One of Tuesday's biggest winners was auto giant General Motors (NYSE:GM), which saw its shares rise more than 3.7% and also set a new 52-week high. The company announced some very positive news, detailed below, regarding 2017 earnings per share, cost controls, and capital returns. Investors should love what they heard, especially considering a dividend hike should also be coming soon. Here are the key points from the company's announcement:
- Announces 2017 EPS diluted-adjusted outlook of $6.00-6.50.
- Expects to maintain or improve EBIT-adjusted and EBIT-adjusted margin.
- Authorizes additional $5 billion for share repurchases.
- Increases cost efficiency target to $6.5 billion through 2018.
The earnings per share forecast was definitely seen as a surprise, given analysts were expecting a decline to $5.72 from the current 2016 expectation of $6.01. The cost efficiency target was raised by $1 billion, which is a key part of the company's plan to generate $6 billion of automotive-adjusted free cash flow this year. When it comes to buybacks, here's the overall update:
Share buybacks for the program's initial authorization of $5 billion were completed in the third quarter of 2016, one quarter earlier than planned. In the fourth quarter of 2016, the company also completed $1 billion of the next $4 billion authorization declared in January 2016. The company expects to meet its prior commitment to repurchase $9 billion of common stock by the end of 2017.
With a market cap at Tuesday's close of about $56.5 billion, the additional $5 billion represents almost 9% of outstanding shares, not including any potential dilutive securities that offset (like share-based executive compensation). If you look at the company's 10-Q filings, General Motors has already done a nice job in recent years of reducing the number of shares outstanding. The Q3 2016 filing showed about 1.524 billion shares outstanding, down from 1.607 billion roughly two years earlier, a decrease of more than 5.1%.
The one item that wasn't really mentioned in the press release was something a lot of investors care strongly about: the dividend. Since the company restarted its cash payouts to shareholders a few years ago, the dividend has gone from $0.30 a share per quarter to $0.38. The next payout will be declared in a couple of weeks, and I'm guessing most investors are expecting a raise. It would not surprise me to see the company match last year's two cent raise, at least, putting the quarterly payout at $0.40 per share. That's good for a 4.28% annual yield currently, much better than you'll do in US government bonds right now.
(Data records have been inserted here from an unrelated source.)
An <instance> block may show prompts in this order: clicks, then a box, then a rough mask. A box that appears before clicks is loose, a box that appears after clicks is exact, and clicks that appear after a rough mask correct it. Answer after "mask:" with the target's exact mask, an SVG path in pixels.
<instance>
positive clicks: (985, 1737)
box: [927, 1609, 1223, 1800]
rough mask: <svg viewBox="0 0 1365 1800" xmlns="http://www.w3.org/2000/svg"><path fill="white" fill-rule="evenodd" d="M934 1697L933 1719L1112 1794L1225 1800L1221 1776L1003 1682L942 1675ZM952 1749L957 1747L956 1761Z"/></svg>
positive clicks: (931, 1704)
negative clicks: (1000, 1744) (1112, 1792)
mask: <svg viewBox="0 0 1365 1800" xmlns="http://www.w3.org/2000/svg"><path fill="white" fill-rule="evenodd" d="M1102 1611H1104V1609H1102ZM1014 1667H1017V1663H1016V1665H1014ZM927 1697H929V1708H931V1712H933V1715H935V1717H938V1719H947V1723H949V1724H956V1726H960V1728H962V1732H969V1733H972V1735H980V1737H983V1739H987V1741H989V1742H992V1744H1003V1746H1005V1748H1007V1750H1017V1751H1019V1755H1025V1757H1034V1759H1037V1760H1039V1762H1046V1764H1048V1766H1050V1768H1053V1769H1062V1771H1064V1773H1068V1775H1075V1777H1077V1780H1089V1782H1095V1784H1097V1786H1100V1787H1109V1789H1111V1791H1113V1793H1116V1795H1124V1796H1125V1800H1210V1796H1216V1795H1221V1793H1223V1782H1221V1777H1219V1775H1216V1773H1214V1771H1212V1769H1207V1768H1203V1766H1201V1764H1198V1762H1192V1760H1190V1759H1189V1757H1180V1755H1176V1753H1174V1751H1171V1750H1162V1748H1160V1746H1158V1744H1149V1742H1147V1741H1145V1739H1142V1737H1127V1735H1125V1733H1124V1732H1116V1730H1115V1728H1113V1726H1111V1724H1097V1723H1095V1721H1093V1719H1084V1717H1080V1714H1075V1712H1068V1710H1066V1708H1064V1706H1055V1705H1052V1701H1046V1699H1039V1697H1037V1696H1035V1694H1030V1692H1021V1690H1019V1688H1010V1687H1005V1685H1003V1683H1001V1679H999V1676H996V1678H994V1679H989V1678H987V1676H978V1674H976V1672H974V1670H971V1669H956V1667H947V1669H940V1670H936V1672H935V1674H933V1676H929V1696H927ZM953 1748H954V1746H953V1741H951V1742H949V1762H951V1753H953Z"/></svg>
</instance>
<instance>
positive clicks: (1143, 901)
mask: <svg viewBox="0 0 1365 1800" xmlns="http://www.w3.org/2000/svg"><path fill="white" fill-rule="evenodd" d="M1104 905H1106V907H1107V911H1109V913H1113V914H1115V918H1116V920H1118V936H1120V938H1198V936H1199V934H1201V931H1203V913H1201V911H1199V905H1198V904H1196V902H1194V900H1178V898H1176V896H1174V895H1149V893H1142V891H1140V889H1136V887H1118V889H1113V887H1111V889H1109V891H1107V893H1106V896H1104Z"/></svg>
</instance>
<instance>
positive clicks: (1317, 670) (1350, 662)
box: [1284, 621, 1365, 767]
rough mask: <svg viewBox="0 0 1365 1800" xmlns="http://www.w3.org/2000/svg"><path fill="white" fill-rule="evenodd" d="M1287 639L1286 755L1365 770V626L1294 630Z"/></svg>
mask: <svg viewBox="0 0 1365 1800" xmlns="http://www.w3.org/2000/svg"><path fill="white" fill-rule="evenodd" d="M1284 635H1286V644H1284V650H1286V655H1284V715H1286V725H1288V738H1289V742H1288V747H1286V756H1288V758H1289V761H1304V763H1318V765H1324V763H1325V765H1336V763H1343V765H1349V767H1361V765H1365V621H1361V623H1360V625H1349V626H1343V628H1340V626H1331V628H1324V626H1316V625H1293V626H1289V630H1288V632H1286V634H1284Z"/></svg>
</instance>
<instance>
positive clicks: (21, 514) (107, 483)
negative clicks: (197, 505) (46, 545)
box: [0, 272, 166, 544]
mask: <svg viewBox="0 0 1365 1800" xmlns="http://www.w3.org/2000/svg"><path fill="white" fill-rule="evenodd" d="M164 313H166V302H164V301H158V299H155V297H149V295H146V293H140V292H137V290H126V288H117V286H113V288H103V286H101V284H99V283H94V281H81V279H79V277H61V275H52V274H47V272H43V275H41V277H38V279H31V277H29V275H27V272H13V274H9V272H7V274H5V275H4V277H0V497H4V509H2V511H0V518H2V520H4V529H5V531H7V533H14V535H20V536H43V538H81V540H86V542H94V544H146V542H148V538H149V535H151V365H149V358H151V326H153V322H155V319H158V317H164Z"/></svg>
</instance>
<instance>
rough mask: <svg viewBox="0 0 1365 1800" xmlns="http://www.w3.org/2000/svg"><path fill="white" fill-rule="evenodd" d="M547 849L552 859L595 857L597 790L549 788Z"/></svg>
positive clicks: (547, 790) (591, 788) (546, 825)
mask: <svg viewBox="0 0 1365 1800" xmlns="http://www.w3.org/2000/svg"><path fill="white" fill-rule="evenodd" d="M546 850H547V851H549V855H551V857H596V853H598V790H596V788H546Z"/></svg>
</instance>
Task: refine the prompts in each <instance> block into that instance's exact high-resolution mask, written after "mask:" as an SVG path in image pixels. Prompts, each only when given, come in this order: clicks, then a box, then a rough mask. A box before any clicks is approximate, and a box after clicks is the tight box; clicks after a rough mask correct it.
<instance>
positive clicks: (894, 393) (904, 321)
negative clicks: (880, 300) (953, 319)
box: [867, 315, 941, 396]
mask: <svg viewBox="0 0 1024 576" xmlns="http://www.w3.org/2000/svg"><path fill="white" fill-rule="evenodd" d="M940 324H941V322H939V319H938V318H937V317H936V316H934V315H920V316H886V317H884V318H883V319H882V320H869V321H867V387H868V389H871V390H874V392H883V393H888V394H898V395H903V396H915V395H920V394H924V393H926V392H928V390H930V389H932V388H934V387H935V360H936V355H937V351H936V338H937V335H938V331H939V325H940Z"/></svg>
Tuesday was a great day for investors in General Motors. The company announced a much better than expected profit forecast for 2017, while also announcing more cost efficiency gains and an additional $5 billion buyback. With buybacks flowing at a solid pace, the reduction in the outstanding share count should fuel another dividend raise in the next couple of weeks. Right now, the auto giant seems to be firing on all cylinders.